Where preganglionic fibres originate and autonomic ganglia are found helps in differentiating between the sympathetic nervous system and the parasympathetic nervous system.”(5)

Divisions of the Autonomic Nervous System

“A summary of the ANS divisions:

  • Consists of visceral (motor) efferent fibers
  • Divided into the sympathetic and parasympathetic divisions
  • Sympathetic neurons exit the CNS through the spinal nerves located in the lumbar/thoracic regions of the spinal cord
  • Parasympathetic neurons exit the CNS via cranial nerves and also spinal nerves located in the sacral spinal cord
  • There are always two neurons involved in nerve transmission: presynaptic (preganglionic) and postsynaptic (postganglionic)
  • Sympathetic preganglionic neurons are relatively short; postganglionic sympathetic neurons are relatively long
  • Parasympathetic preganglionic neurons are relatively long; postganglionic parasympathetic neurons are relatively short
  • All neurons of the ANS are either adrenergic or cholinergic
  • Cholinergic neurons use acetylcholine (Ach) as their neurotransmitter (including: preganglionic neurons of the SNS and PNS divisions, all postganglionic neurons of the PNS division and postganglionic neurons of the SNS division that act on the sweat glands)
  • Adrenergic neurons use norepinephrine (NE) as their neurotransmitter (including all postganglionic SNS neurons except those that act on the sweat glands)”(5)
Adrenal Glands

“The adrenal glands are located above each kidney (also referred to as the suprarenal glands). They are located at approximately the level of the 12th thoracic vertebrae. The adrenal gland has two parts, an outer cortex and an inner medulla. Both parts produce hormones: the outer cortex produces aldosterone, androgens and cortisol, while the medulla mainly produces epinephrine and norepinephrine. The medulla releases epinephrine and norepinephrine when the body responds to a stressor (i.e., the SNS is activated) directly into the bloodstream.

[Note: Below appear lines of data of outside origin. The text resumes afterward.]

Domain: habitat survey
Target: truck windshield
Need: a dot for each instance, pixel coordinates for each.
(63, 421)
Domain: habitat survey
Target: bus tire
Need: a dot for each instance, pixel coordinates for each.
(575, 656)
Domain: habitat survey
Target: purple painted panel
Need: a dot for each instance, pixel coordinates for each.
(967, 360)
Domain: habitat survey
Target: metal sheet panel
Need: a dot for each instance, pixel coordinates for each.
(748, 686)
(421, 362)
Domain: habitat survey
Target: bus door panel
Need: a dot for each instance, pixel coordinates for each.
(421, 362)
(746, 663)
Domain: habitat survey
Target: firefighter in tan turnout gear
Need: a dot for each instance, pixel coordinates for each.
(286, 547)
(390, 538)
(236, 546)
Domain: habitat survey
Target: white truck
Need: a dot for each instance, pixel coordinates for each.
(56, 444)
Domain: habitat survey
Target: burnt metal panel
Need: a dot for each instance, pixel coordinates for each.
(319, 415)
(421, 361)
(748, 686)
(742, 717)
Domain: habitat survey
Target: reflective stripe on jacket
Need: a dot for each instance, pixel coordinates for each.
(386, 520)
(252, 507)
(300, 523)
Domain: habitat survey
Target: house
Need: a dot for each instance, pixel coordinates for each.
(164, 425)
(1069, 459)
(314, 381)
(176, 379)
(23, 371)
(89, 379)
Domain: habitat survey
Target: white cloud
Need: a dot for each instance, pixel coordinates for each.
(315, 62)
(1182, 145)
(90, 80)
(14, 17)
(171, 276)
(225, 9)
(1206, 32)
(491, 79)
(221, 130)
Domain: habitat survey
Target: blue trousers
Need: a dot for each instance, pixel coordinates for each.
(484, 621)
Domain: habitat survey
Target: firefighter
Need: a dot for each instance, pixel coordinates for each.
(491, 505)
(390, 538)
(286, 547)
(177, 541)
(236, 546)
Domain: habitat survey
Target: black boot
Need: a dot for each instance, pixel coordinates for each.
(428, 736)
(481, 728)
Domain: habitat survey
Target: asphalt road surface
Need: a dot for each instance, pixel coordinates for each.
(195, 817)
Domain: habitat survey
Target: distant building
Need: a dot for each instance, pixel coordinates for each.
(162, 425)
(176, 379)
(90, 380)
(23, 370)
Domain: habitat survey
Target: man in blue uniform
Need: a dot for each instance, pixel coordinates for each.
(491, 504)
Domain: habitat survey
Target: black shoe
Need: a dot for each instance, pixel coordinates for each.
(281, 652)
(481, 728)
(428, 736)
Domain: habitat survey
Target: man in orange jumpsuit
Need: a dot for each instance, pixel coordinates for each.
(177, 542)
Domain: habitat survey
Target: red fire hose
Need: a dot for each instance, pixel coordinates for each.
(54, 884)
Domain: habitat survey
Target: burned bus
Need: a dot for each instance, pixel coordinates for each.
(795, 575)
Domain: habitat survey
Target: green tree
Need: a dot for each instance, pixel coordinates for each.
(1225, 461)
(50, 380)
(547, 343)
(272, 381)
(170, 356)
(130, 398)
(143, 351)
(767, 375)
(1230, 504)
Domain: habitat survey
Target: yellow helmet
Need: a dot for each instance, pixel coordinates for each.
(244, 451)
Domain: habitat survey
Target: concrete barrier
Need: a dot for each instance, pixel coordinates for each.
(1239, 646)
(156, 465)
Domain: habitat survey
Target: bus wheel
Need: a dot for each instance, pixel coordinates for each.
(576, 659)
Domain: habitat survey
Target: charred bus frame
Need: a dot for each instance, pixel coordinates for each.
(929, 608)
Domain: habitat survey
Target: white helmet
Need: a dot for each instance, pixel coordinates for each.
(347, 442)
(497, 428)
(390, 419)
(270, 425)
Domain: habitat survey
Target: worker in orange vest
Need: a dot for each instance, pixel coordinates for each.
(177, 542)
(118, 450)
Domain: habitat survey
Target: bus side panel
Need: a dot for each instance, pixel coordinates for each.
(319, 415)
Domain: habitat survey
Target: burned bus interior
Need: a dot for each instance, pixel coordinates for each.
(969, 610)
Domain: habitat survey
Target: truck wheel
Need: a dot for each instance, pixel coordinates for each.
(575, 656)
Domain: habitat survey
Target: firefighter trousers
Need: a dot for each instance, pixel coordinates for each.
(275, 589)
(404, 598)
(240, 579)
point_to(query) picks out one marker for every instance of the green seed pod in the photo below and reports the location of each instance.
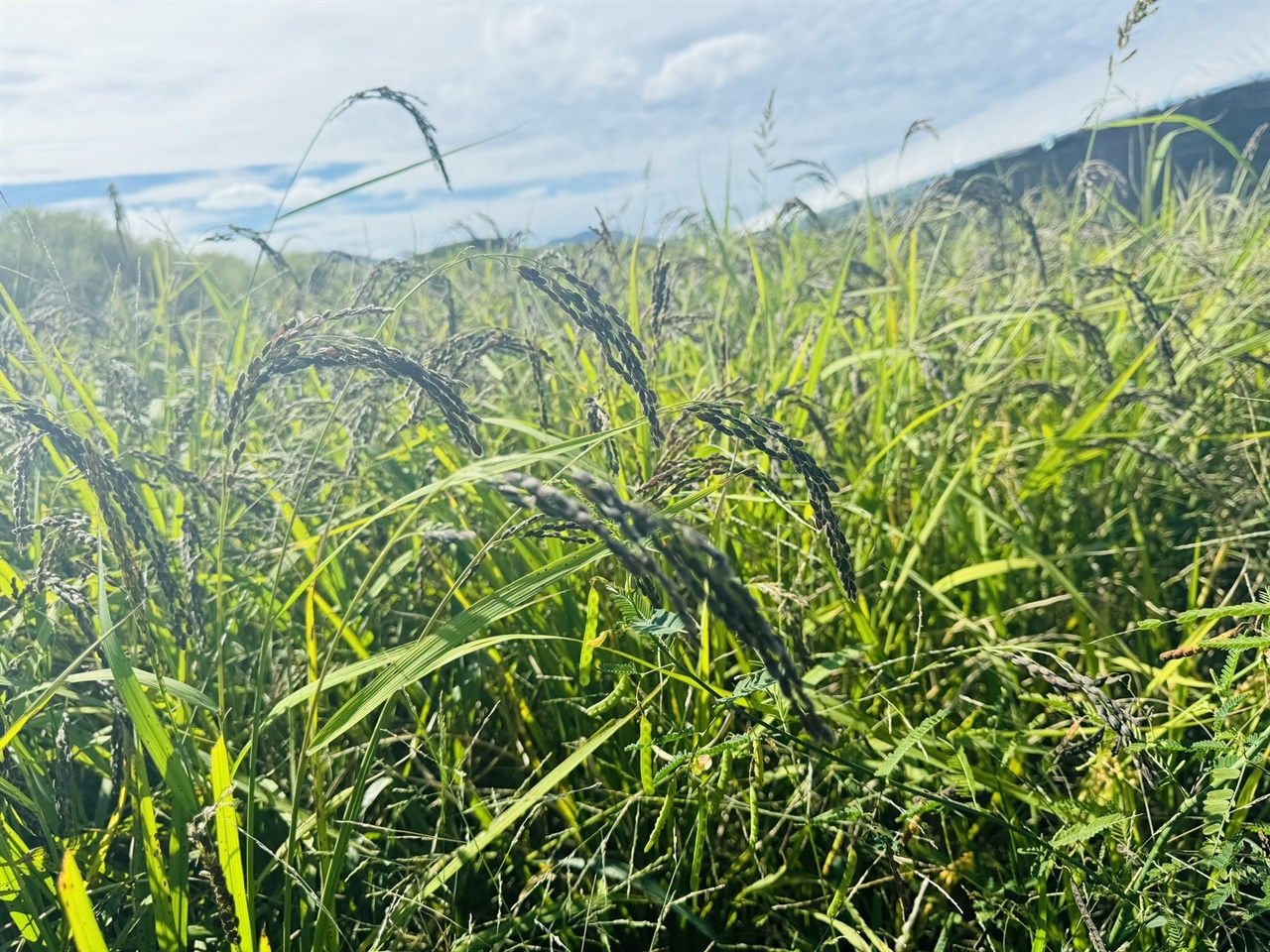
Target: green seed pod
(662, 817)
(645, 754)
(610, 701)
(753, 815)
(698, 847)
(588, 636)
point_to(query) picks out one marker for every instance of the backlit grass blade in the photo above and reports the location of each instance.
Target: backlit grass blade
(418, 661)
(227, 843)
(79, 907)
(153, 735)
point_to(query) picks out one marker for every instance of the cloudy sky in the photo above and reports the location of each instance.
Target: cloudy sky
(200, 111)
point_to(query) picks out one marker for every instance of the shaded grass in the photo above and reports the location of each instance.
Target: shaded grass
(407, 717)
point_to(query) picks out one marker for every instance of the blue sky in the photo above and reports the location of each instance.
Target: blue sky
(199, 111)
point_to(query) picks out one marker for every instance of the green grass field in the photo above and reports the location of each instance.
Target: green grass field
(296, 654)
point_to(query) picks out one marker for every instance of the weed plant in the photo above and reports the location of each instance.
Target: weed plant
(893, 583)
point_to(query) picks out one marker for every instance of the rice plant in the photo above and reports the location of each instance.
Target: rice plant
(883, 583)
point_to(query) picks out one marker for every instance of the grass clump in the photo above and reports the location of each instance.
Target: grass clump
(498, 647)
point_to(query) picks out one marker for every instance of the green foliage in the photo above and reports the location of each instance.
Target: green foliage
(329, 684)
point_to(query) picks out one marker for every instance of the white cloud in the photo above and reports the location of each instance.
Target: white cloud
(589, 93)
(243, 194)
(708, 63)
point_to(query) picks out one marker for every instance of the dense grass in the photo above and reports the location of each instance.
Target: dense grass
(320, 684)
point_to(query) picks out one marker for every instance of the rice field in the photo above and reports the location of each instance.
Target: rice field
(885, 581)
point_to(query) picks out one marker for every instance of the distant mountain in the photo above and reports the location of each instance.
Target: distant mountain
(1237, 113)
(585, 238)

The cells of the adrenal medulla are derived from the same embryonic tissue as sympathetic postganglionic neurons; therefore the medulla is akin to a modified sympathetic ganglion. The cells of the medulla are innervated by sympathetic preganglionic fibres. In response to neural stimulation, the medulla secretes epinephrine into the bloodstream. Epinephrine effects are similar to norepinephrine.

The hormones produced by the adrenal glands are crucial to normal healthy functioning of the body. Cortisol released as a response to chronic stress (or increased sympathetic tone) can be damaging to the body (i.e., hypertension, altered immune function). If the body is stressed for a prolonged period of time, cortisol levels may be insufficient (adrenal fatigue), causing low blood sugar, excessive tiredness and muscle pain.”(5)

Parasympathetic (Craniosacral) Division

“The parasympathetic division of the autonomic nervous system is often referred to as the craniosacral division. This is due to the fact that cell bodies of preganglionic neurons are located in the brain stem nuclei, and also in the lateral grey horns of the 2nd through the 4th sacral segments of the spinal cord; hence, the term craniosacral is often used to refer to the parasympathetic division.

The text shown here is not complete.